最近阅读了CVPR2018的这篇论文 Harmonious Attention Network for Peson Re-Identification，论文还是比较容易理解的，下面就简单的解读一下，纯属个人观点，有不同意见的欢迎评论与我探讨~

Problem

Existing person re-identification(re-id) methods either assume the availability of well-aligned person bounding box images as model input or rely on constrained attention selection mechanisms to calibrate misaligned images.
现有的re-id方法一般假设人物的bounding box是well-aligned的，或者依赖于constrained attention selection mechanisms去矫正bounding box使它们对齐。
They are therefore sub-optimal for re-id matching in arbitrarily aligned person images potentially with large human pose variations and unconstrained auto-detection errors.
因此作者认为它们在re-id matching问题中是局部最优的，潜在的包含大量的human pose variations 和 auto detection errors。
- Auto-detection: misalignment with background cluster, occlusion, missing body parts
- Auto Detection会由于混乱背景或者身体部分缺失而出错
A small number of attention deep learning models for re-id have been recently developed for reducing the negative effect from poor detection and human pose change
然后就有人尝试attention selection deep learning model in re-id
Nevertheless, these deep methods implicitly assume the availability of large labelled training data by simply adopting existing deep architectures with
high complexity in model design. Additionally, they often consider only coarse region-level attention whilst ignoring the fine-grained pixel-level saliency.
尽管如此，这些deep model复杂度较高，需要的training data较大，并且它们重视region-level attention而忽略了fine-grained pixel-level saliency.
Hence, these techniques are ineffective when only a small set of labelled
data is available for model training whilst also facing noisy person images of arbitrary misalignment and background clutter.
因此，这些方法在训练集较小的时候效率不高，而且还会面临由misalignment和background clutter引起的混乱的图片场景。

总的来说，这篇论文解决的是ReID传统问题。

Motivation

Existing works:
- simply adopting a standard deep CNN network typically with a large number of model parameters and high computational cost in model deployment
- Consider only coarse region-level attention whilst ignoring the fine-grained pixel-level saliency
Our works:
- We design a lightweight yet deep CNN architecture by devising a holistic attention mechanism for locating the most discriminative pixels and regions in order to identify optimal visual patterns for re-id.
- The proposed HA-CNN model is designed particularly to address the weakness of existing deep methods as above by formulating a joint learning scheme for modelling both soft and hard attention in a singe re-id deep model.
问题一：现存的方法大多采用传统的CNN，这样带来的影响是：参数过多，计算的代价过大

所以作者提出了HA-CNN网络，该网络是一个lightweight (参数少) 同时又保证了deep（足够深）的特性。

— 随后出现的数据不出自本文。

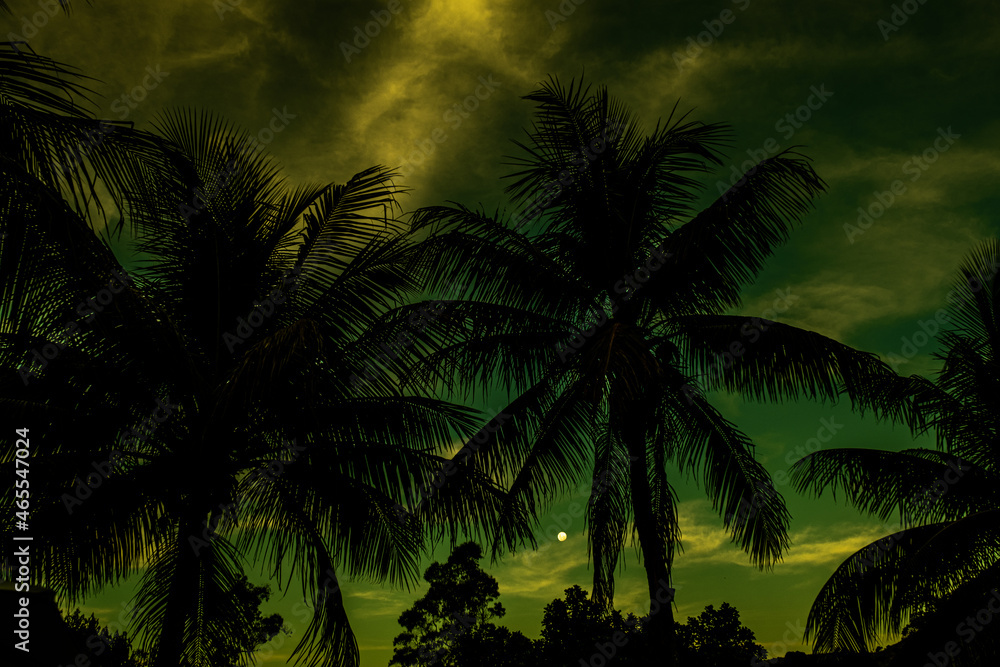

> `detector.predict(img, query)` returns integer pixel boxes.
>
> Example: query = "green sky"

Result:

问题二：现存的方法中，虽然考虑到了hard region-level attention，但pix-level attention 却被忽略了

所以作者提出的HA-CNN网络采用了联合学习hard and soft attention 的scheme，充分考虑hard and soft attention。

Contribution

(I) We formulate a novel idea of jointly learning multi-granularity attention selection and feature representation for optimizing person re-id in deep learning.
贡献一：提出了Jointly learning of attention selection 与 feature representation (global && local feature)
(II) We propose a Harmonious Attention Convolution Neural Network (HA-CNN) to simultaneously learn hard region-level and soft pixel-level attention within arbitrary person bounding boxes along with re-id feature representations for maximizing the correlated complementary information between attention selection and feature discrimination。
贡献二: 提出了HA-CNN 模型
(III) We introduce a cross-attention interaction learning scheme for further enhancing the compatibility between attention selection and feature representation given re-id discriminative constraints.
贡献三：引入了cross-attention interaction

我个人觉得这三点归结起来就是提出了一个较为novel 的 architecture — HA-CNN.下面就详细讲述这个网络。

HA-CNN

我个人总结了该网络的四个特点：
1. LightWeight (less parameters)；
2. Joint learning of global and local features;
3. Joint learning of soft and hard attention;
4. Cross-attention interaction learning scheme between attention selection and feature representation.

该网络是一个多分支网络，包括获取global features 的 global branch 与获取local features 的 local branches。每个branch的基本单位都是Inception-A/B(某种结构，还有其它结构如ResNet,VGG,AlexNet，你可以看成一个工具箱，能用就行了)。

Global branch 由3个Inception A(深色)与3个Inceprtion B(浅色)构成，还包含3个Harmonious Attention(红色)，1个Global average pooing(绿色)，1个Fully-Connected Layer(灰色), 最后获得一个512-dim global features。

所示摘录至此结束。